Fakt und Fiktion rund um den Facebook-Flop

Zwei Wochen nach dem Gang aufs Parkett wirken die gesamten Umstände rund um den Facebook-Börsengang verheerend. Doch ein genauerer Blick lohnt.

Statt des „Börsengang des Jahrhunderts“, wie die WirtschaftsWoche seinerzeit getitelt hat (vor dessen Kauf wir im Text aber auch gewarnt haben), ist das von Mark Zuckerberg geleitete Unternehmen beim Gang aufs Parkett mächtig ins Schleudern geraten. Von technischen Problemen durch den Börsenbetreiber Nasdaq am ersten Börsentag bis hin zu Gerüchten um Insiderwissen der Altaktionäre – auf den ersten Blick ist Mitte Mai alles schiefgegangen, was schieflaufen kann.

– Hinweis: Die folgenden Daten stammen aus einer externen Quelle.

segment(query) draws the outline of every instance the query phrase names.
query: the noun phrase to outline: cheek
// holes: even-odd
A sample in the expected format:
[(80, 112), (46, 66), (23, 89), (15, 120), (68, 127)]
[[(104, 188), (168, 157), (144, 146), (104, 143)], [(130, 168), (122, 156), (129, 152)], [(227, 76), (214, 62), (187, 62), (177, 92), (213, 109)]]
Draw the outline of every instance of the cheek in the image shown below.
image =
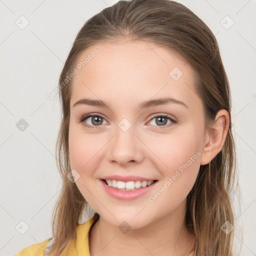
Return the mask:
[(96, 158), (96, 153), (100, 146), (99, 144), (96, 142), (93, 136), (86, 136), (80, 130), (72, 130), (70, 127), (68, 150), (72, 168), (77, 169), (78, 172), (83, 170), (89, 170), (88, 166)]
[[(186, 129), (186, 130), (190, 130)], [(166, 182), (170, 178), (174, 180), (172, 186), (179, 190), (191, 189), (200, 167), (202, 144), (201, 131), (190, 128), (190, 132), (179, 132), (170, 136), (158, 136), (150, 147), (156, 152), (157, 158), (154, 164)]]

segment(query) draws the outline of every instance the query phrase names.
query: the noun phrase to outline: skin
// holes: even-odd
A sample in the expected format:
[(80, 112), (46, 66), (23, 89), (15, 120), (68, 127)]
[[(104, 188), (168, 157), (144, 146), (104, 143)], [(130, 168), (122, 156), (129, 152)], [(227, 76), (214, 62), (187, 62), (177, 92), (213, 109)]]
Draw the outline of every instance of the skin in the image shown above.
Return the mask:
[[(90, 235), (90, 254), (188, 256), (196, 238), (184, 224), (186, 196), (200, 165), (209, 162), (222, 148), (228, 114), (220, 110), (214, 125), (206, 129), (194, 70), (174, 52), (151, 42), (118, 40), (91, 46), (78, 62), (95, 48), (98, 54), (72, 78), (68, 141), (72, 168), (80, 175), (76, 184), (100, 216)], [(169, 75), (174, 67), (183, 73), (178, 80)], [(138, 110), (142, 102), (166, 96), (188, 108), (168, 103)], [(84, 98), (100, 99), (111, 108), (73, 107)], [(92, 118), (84, 121), (95, 128), (78, 122), (90, 113), (104, 118), (98, 126)], [(170, 114), (178, 122), (170, 126), (167, 120), (161, 126), (152, 118), (155, 114)], [(125, 132), (118, 126), (124, 118), (132, 125)], [(154, 202), (150, 202), (149, 196), (196, 152), (200, 156)], [(136, 175), (158, 182), (138, 198), (120, 200), (108, 195), (99, 181), (112, 174)], [(124, 220), (131, 228), (126, 234), (118, 228)]]

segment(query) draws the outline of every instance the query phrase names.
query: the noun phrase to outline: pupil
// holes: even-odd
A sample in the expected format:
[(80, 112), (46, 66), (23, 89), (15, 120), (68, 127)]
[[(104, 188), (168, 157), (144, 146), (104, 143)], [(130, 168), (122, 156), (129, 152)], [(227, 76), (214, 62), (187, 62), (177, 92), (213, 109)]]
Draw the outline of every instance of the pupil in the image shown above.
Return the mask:
[[(164, 119), (166, 120), (166, 122), (165, 122), (162, 121), (163, 119), (164, 120)], [(158, 122), (160, 122), (159, 124), (158, 124)], [(166, 118), (161, 116), (161, 117), (160, 117), (160, 118), (156, 118), (156, 124), (158, 124), (164, 125), (164, 124), (166, 124), (166, 122), (167, 122), (167, 119)]]

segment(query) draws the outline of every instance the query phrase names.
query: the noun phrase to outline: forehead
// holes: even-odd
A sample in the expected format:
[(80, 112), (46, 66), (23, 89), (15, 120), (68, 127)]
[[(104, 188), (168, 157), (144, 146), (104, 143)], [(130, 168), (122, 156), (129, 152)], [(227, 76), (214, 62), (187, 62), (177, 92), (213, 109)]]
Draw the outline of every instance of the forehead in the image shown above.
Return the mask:
[(80, 68), (76, 68), (72, 80), (72, 106), (83, 96), (124, 104), (171, 96), (190, 104), (194, 94), (198, 101), (192, 67), (176, 54), (151, 42), (94, 44), (80, 55), (76, 64)]

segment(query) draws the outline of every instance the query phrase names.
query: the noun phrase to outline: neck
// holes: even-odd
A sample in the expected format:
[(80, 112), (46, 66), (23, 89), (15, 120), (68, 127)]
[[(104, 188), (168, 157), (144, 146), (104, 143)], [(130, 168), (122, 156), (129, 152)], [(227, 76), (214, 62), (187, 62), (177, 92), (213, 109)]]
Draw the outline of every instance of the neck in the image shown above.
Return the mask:
[(126, 233), (100, 217), (90, 232), (90, 255), (188, 256), (196, 238), (184, 224), (186, 202), (175, 212)]

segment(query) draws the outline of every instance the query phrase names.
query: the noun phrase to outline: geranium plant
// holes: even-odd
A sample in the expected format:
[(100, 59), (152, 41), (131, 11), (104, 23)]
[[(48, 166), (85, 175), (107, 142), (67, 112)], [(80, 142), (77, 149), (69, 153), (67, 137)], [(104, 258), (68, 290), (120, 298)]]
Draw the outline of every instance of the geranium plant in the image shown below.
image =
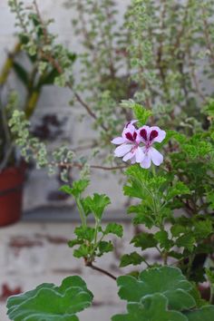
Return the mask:
[[(84, 2), (87, 13), (95, 15), (95, 19), (90, 15), (90, 30), (84, 24), (83, 3), (69, 3), (80, 13), (74, 24), (77, 28), (82, 24), (80, 31), (85, 35), (87, 50), (92, 54), (99, 54), (93, 56), (94, 63), (88, 53), (83, 55), (86, 75), (83, 75), (82, 86), (73, 83), (68, 68), (69, 52), (55, 44), (36, 2), (33, 1), (34, 6), (29, 9), (31, 14), (35, 11), (33, 15), (27, 15), (16, 0), (11, 0), (10, 5), (28, 36), (26, 48), (33, 55), (38, 55), (41, 70), (50, 64), (54, 66), (58, 72), (55, 83), (73, 91), (100, 129), (99, 149), (107, 150), (108, 146), (110, 159), (115, 156), (118, 163), (106, 167), (83, 161), (66, 147), (49, 155), (45, 144), (29, 133), (29, 123), (18, 111), (10, 121), (16, 143), (24, 157), (27, 160), (34, 159), (38, 167), (48, 167), (50, 172), (55, 168), (63, 169), (64, 180), (68, 169), (82, 170), (80, 180), (61, 188), (75, 199), (81, 220), (68, 246), (85, 267), (117, 282), (119, 297), (127, 301), (127, 312), (113, 316), (113, 321), (210, 321), (214, 317), (214, 102), (201, 89), (196, 67), (199, 56), (208, 54), (205, 75), (212, 78), (212, 2), (203, 5), (187, 1), (180, 5), (177, 1), (162, 1), (160, 15), (157, 15), (158, 7), (153, 1), (131, 1), (125, 16), (126, 32), (119, 39), (122, 46), (118, 51), (112, 42), (116, 36), (112, 33), (115, 22), (112, 1), (101, 1), (101, 5), (93, 1)], [(39, 42), (31, 28), (33, 17), (38, 23)], [(98, 53), (93, 44), (97, 44)], [(199, 44), (202, 53), (193, 56), (193, 48)], [(124, 63), (118, 53), (127, 58), (128, 73), (124, 77), (115, 69), (115, 62), (119, 65), (122, 61)], [(83, 86), (87, 92), (92, 92), (86, 100), (79, 93)], [(123, 98), (127, 100), (114, 112)], [(202, 108), (195, 108), (197, 112), (192, 117), (189, 106), (190, 110), (206, 107), (201, 113)], [(187, 115), (190, 118), (185, 120)], [(123, 123), (120, 134), (119, 127)], [(116, 145), (114, 152), (112, 144)], [(90, 183), (89, 170), (95, 168), (120, 169), (124, 173), (123, 192), (131, 203), (127, 212), (131, 215), (132, 223), (143, 229), (131, 239), (136, 250), (121, 258), (119, 277), (99, 267), (99, 258), (113, 250), (111, 235), (122, 238), (122, 226), (111, 222), (103, 227), (102, 217), (111, 202), (107, 195), (84, 196)], [(89, 215), (93, 217), (94, 224), (89, 224)], [(154, 248), (160, 259), (148, 259), (144, 254), (148, 248)], [(142, 262), (146, 268), (142, 269)], [(122, 268), (127, 266), (134, 266), (135, 273), (123, 275)], [(204, 281), (209, 284), (206, 298), (199, 292)], [(79, 319), (77, 314), (92, 302), (92, 294), (85, 282), (78, 276), (69, 277), (59, 287), (42, 284), (10, 297), (8, 316), (14, 321), (75, 321)]]
[[(85, 179), (61, 188), (75, 199), (81, 219), (74, 238), (68, 243), (74, 248), (73, 256), (102, 273), (103, 277), (115, 279), (119, 297), (127, 301), (127, 313), (113, 316), (113, 321), (209, 321), (214, 316), (213, 106), (210, 101), (206, 110), (209, 129), (187, 137), (147, 125), (148, 112), (131, 102), (135, 117), (140, 117), (127, 123), (122, 136), (112, 142), (120, 144), (115, 155), (122, 157), (127, 165), (123, 191), (132, 200), (128, 213), (133, 214), (133, 224), (144, 229), (131, 240), (136, 251), (121, 258), (120, 277), (94, 264), (113, 250), (112, 234), (122, 238), (122, 225), (112, 222), (103, 228), (102, 223), (110, 199), (98, 193), (83, 197), (90, 183)], [(13, 120), (11, 125), (15, 131), (17, 125)], [(22, 145), (20, 138), (18, 141)], [(30, 138), (28, 143), (27, 150), (25, 146), (24, 149), (31, 153)], [(156, 148), (160, 148), (163, 155)], [(94, 225), (88, 223), (89, 215), (93, 217)], [(160, 261), (149, 261), (144, 256), (145, 249), (151, 248), (160, 254)], [(200, 256), (204, 259), (199, 265)], [(141, 270), (142, 262), (147, 268)], [(139, 266), (139, 272), (122, 275), (122, 268), (129, 265)], [(205, 280), (209, 284), (208, 300), (199, 292), (199, 284)], [(8, 316), (15, 321), (78, 320), (77, 314), (92, 302), (92, 294), (84, 281), (70, 277), (60, 287), (42, 284), (32, 291), (11, 297)]]

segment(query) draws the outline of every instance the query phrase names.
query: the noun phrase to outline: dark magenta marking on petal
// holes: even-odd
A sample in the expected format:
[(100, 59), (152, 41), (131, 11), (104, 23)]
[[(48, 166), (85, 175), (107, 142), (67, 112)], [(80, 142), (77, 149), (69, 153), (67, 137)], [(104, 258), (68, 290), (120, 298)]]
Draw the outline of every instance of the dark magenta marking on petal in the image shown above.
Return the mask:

Nach fünf Handelstagen lag die Aktie bereits 13 Prozent im Minus. Schon damit hat sich Facebook laut einer Übersicht der Nachrichtenagentur „Bloomberg“ den unrühmlichen Titel „schlechtester Börsengang des Jahrzehnts“ gesichert. Damit nicht genug des freien Falls: Mit Kursen um die 28 Dollar hat das Papier zwischenzeitlich mehr als ein Viertel gegenüber dem Ausgabepreis von 38 Dollar verloren – wenn es auch gestern mit einem Plus von fünf Prozent erstmal wieder kräftig nach oben ging.

Andererseits, und darauf weist das „Wall Street Journal“ unter der Überschrift „Facts, Fiction and Flop“ hin, habe Facebook den Börsengang in einem schwierigen Umfeld angestrebt. So läge etwa die Zahl der IPOs in diesem Jahr um 7,5 Prozent niedriger als 2011; und auch jenes Jahr sei mit 80 Börsengängen kein Blockbuster gewesen. Zwischen 2004 und 2006 strebten im Schnitt 254 Unternehmen an die Börse. War der Facebook-Börsengang also ein Flop, fragt der Autor – und antwortet: „Ja, in einer Zeit, in der viele Firmen diesen Schritt aus Angst vor einer Blamage nicht wagen.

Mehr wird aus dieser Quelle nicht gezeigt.